Roy Pienaar

Personal information
- Full name: Roy Francois Pienaar
- Born: 17 July 1961 (age 64) Johannesburg, Transvaal
- Batting: Right-handed
- Bowling: Right-arm offbreak; Right-arm medium;
- Role: All-rounder

Domestic team information
- 1979/80–1980/81: Transvaal
- 1981/82–1985/86: Western Province
- 1985/86–1987/88: Northern Transvaal
- 1987–1989: Kent
- 1988/89–1992/93: Transvaal
- 1993/94–1999/00: Northern Transvaal/Northerns
- FC debut: 11 November 1977 Transvaal B v Rhodesia B
- Last FC: 6 November 1998 Northerns v Border
- LA debut: 20 October 1980 Transvaal B v Zimbabwe-Rhodesia
- Last LA: 23 December 1999 Northerns v Easterns

Career statistics
| Competition | First-class | List A |
| Matches | 199 | 233 |
| Runs scored | 10,896 | 6,705 |
| Batting average | 34.15 | 32.86 |
| 100s/50s | 18/62 | 7/47 |
| Top score | 153 | 135 |
| Balls bowled | 10,388 | 3,406 |
| Wickets | 153 | 84 |
| Bowling average | 33.19 | 30.66 |
| 5 wickets in innings | 3 | 0 |
| 10 wickets in match | 0 | 0 |
| Best bowling | 5/24 | 4/34 |
| Catches/stumpings | 81/– | 37/– |
- Source: Cricinfo, 14 December 2019

= Roy Pienaar =

South African cricketer

Roy Francois Pienaar (born 17 July 1961) is a South African former first-class cricketer. He played for Transvaal, Western Province and Northern Transvaal/Northerns in domestic cricket and spent the period between 1987 and 1989 in England playing for Kent County Cricket Club. In both 1983 and 1990 he won the South African Cricket Annual Cricketer of the Year award.

==Early life and career==
Pienaar was born at Johannesburg in 1961 and educated at St Stithians College. He was a promising youth cricketer and by the age of 14 was playing club cricket in the Transvaal Premier League. By 16 he had broken in to the Transvaal B team and in late 1979, at age 18, was playing for the Transvaal A team which dominated the Currie Cup during the late 1970s and early 1980s. (Note: After the end of white-minority rule in South Africa, Transvaal became the Gauteng cricket team.)

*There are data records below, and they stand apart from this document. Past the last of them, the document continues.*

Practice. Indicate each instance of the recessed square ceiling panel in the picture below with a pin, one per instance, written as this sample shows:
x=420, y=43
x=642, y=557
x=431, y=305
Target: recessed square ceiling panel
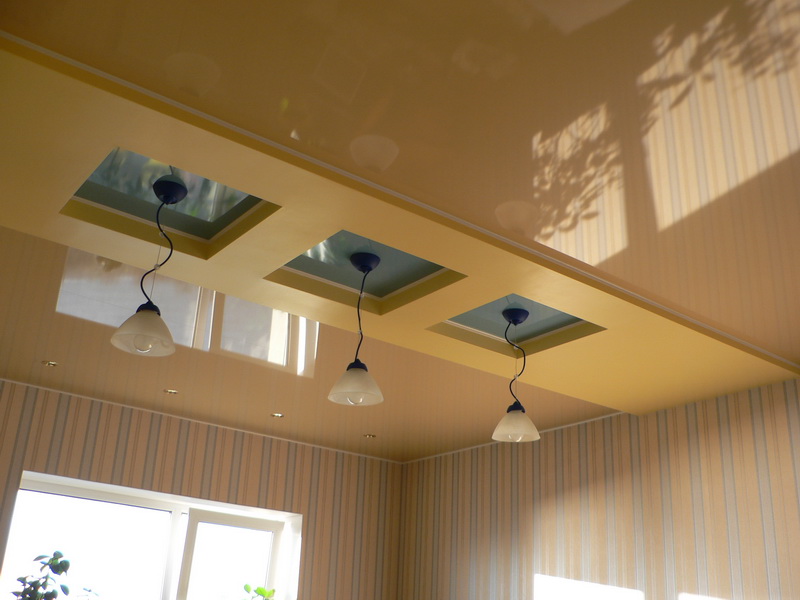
x=325, y=270
x=119, y=193
x=544, y=328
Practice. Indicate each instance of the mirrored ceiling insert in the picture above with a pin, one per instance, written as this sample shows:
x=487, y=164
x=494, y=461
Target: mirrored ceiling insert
x=545, y=328
x=325, y=271
x=118, y=195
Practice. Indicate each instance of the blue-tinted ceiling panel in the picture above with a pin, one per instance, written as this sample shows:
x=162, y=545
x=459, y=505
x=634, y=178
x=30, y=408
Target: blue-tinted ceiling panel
x=489, y=319
x=330, y=261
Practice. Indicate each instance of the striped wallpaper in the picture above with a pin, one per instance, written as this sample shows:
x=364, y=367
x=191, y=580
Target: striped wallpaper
x=350, y=504
x=702, y=499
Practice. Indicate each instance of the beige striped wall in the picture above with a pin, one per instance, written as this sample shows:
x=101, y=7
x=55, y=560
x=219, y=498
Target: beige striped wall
x=701, y=499
x=350, y=504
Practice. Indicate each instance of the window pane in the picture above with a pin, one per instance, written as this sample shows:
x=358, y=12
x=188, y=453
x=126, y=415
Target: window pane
x=225, y=559
x=115, y=550
x=106, y=291
x=255, y=330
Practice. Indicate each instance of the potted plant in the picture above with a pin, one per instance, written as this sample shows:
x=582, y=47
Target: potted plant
x=46, y=585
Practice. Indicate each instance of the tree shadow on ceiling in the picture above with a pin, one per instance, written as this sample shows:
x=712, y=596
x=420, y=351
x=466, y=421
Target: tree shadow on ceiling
x=575, y=167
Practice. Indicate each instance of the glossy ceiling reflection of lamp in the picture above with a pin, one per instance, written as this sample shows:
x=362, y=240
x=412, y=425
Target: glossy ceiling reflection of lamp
x=145, y=333
x=356, y=387
x=515, y=426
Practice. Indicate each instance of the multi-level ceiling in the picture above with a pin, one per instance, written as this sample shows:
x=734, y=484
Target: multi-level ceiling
x=631, y=164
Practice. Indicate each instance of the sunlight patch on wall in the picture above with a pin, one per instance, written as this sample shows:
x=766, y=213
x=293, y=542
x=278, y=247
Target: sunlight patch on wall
x=576, y=204
x=724, y=106
x=548, y=587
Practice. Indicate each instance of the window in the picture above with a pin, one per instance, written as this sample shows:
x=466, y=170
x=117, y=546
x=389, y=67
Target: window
x=126, y=544
x=106, y=291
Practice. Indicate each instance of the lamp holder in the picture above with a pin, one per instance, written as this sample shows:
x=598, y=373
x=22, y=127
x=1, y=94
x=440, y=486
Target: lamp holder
x=149, y=306
x=365, y=261
x=516, y=405
x=357, y=364
x=515, y=315
x=169, y=189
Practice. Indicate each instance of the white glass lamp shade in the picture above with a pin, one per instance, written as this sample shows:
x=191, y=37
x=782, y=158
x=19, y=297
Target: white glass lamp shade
x=515, y=426
x=356, y=387
x=145, y=333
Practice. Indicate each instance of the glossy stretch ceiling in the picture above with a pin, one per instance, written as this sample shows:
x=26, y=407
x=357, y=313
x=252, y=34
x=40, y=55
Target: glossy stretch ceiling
x=628, y=163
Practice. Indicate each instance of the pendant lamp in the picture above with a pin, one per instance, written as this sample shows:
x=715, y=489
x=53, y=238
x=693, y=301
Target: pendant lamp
x=356, y=387
x=145, y=333
x=515, y=426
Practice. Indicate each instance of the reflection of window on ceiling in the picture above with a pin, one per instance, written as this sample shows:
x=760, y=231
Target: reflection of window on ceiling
x=576, y=201
x=105, y=291
x=132, y=544
x=548, y=587
x=718, y=106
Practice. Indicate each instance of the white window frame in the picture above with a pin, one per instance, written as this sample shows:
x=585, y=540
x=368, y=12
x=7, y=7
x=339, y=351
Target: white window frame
x=284, y=568
x=293, y=343
x=197, y=516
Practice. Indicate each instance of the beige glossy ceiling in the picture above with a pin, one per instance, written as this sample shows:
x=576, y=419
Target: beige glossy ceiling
x=629, y=163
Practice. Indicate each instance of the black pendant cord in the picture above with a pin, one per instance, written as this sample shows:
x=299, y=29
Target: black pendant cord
x=162, y=263
x=358, y=312
x=524, y=362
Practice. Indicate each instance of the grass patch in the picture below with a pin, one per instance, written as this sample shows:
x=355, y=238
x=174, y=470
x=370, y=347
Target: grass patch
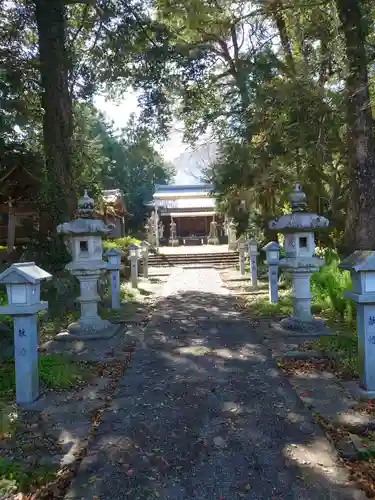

After moving to play for Western Province in 1981–82, Pienaar captained the South African Universities side for a number of seasons, including against the rebel Australian XI which toured South Africa in 1985–86. He moved to play for Northern Transvaal (Note: Northern Transvaal have been known as Northerns since 1997.) ahead of the 1985–86 season and also captained the South African Defence Force cricket team (Note: During this period, white South Africans were required to serve in the South African Defence Force by the apartheid era South African government.) and South African Cricket Board's Presidents XI during this period, the later team against another rebel Australian touring side in 1986–87. He played in four unofficial One Day International matches for the South Africa representative XI against the Australian XI in February 1987. (Note: These matches are not considered as One Day Internationals by the International Cricket Council as the Australian side was touring South Africa without the backing of the Australian Cricket Board.) He was the South African Cricket Annual Cricketer of the Year in 1983.

==Playing in England==
Later in 1987 Pienaar first played in England for Kent County Cricket Club. He was drafted in as a replacement for injured overseas player Eldine Baptiste, initially as a temporary replacement. Pienaar eventually played three summers at Kent, making a favourable impression, both scoring runs and taking "important wickets" during the sides second-placed 1988 County Championship campaign. Knee injuries, however, limited his bowling in 1989, and Pienaar was forced to cancel his Kent contract. He had previously played league cricket for Pudsey St Lawrence in 1980.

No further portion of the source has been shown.